Kanımca AKP iktidarının yumuşak karnı, deyim yerindeyse
»Aşil Topuğu« bu noktadır. Ve bu noktada geliştirilecek olan radikalliğin,
Türkiye’nin en temel sorununun çözümünün, barış, adalet, demokrasi ve özgürlüğe
giden yolun önünü açacağına inanıyorum.
Radikallik, bakanların veya valilerin kapısını
aşındırmakla, koster arızasının giderilmesini talep etmekle veya siyasî
davalarda hukuksal savunma yapılmasıyla değil, sokağın sesini yükselterek,
topyekün saldırıya, topyekün direniş göstererek sağlanabilecektir.

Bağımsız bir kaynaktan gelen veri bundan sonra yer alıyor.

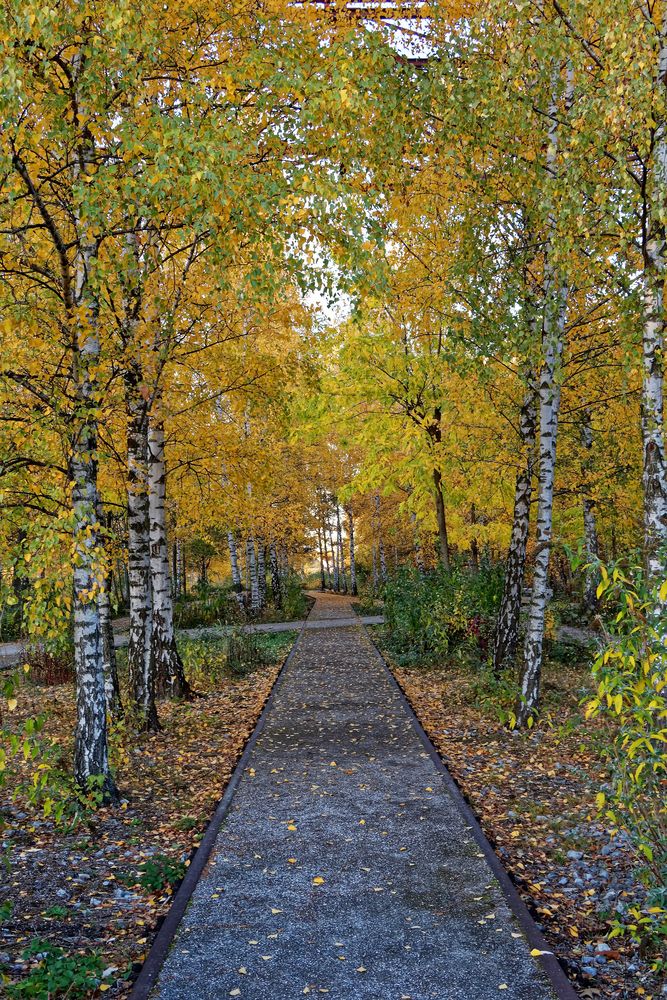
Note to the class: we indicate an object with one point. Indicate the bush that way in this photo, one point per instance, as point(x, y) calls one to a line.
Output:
point(295, 602)
point(244, 653)
point(211, 606)
point(57, 974)
point(631, 676)
point(435, 614)
point(50, 666)
point(158, 873)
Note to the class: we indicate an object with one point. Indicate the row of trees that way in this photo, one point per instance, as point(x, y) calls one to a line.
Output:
point(167, 177)
point(523, 309)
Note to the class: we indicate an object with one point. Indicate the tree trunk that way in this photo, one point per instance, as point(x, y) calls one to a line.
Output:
point(353, 561)
point(261, 572)
point(111, 685)
point(175, 571)
point(553, 327)
point(336, 565)
point(251, 561)
point(381, 553)
point(319, 548)
point(169, 672)
point(327, 564)
point(443, 542)
point(591, 542)
point(654, 479)
point(419, 559)
point(237, 583)
point(341, 551)
point(91, 756)
point(276, 583)
point(140, 658)
point(506, 635)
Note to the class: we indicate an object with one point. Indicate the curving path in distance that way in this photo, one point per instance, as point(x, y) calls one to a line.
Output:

En önce tutsakların taleplerinin sulandırılması
engellenmelidir: Anımsayalım, tutsaklar 12 Eylül’de ne demişlerdi: »(...) Tecrit bir insanlık suçudur. Bu suçun
işlenmesine sessiz kalmayacağız. Bu temelde Kürt Halk Önderi Sayın Abdullah
Öcalan'ın sağlık, güvenlik ve özgürlük koşulları bir an önce yaratılmalı ve
tecride son verilmelidir. İkincisi bir insanlık suçu olan Kürdistan halkının
anadili üzerindeki inkar, imha ve asimilasyon politikasına son verilmelidir.

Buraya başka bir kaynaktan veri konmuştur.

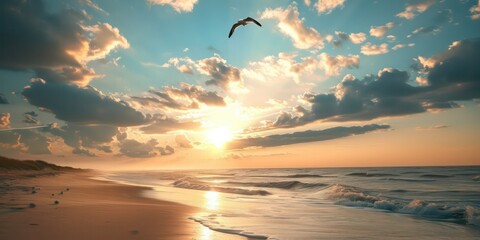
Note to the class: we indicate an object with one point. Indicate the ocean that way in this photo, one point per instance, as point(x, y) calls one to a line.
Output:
point(329, 203)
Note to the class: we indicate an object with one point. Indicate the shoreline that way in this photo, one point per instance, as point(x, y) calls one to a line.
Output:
point(89, 208)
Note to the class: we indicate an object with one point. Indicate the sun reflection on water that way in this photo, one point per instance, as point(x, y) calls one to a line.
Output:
point(211, 200)
point(205, 233)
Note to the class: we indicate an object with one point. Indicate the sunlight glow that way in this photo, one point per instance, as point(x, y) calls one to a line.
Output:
point(219, 136)
point(211, 200)
point(205, 234)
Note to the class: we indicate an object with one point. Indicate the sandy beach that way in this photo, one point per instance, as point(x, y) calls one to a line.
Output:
point(89, 209)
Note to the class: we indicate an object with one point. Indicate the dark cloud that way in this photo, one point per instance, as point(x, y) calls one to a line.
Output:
point(304, 137)
point(452, 76)
point(136, 149)
point(164, 124)
point(27, 141)
point(183, 141)
point(55, 45)
point(81, 105)
point(31, 118)
point(183, 98)
point(3, 99)
point(34, 38)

Anadilde eğitim ve mahkemelerde savunma yapmanın önündeki her türlü yasak ve
engel kaldırılmalıdır. Bu iki talebimiz yerine getirilinceye kadar (...) biz
Kürt özgürlük tutsakları olarak öz irademizle 12 Eylül 2012 tarihinden itibaren
süresiz dönüşümsüz açlık grevine başlıyoruz. Tüm halkımızı, dostlarımızı,
ailelerimizi ve demokratik kamuoyunu duyarlı olmaya ve bu insanlık direnişimizi
sahiplenmeye, desteklemeye ve seslerini sesimize katmaya davet ediyoruz«.
Zaten bu davete geç icab ettik, bari sahiplenmenin hakkını
verelim, oyalamalara kanmayalım. Radikalleşme zamanının geldiğini kavrayalım. Kavrayalım
ki, sokaktan yükselen seslerin ölümleri durduracağını, egemenlere geri adım
attırabileceğini anımsayalım.
Bunu anımsadığımızda ise, ivedi görevin parlamentoda veya
işlemeyen hukuksal süreçlerde vakit kaybetmek değil, direnişi
kitleselleştirmek, süreklileştirmek olduğunu anlayabileceğiz.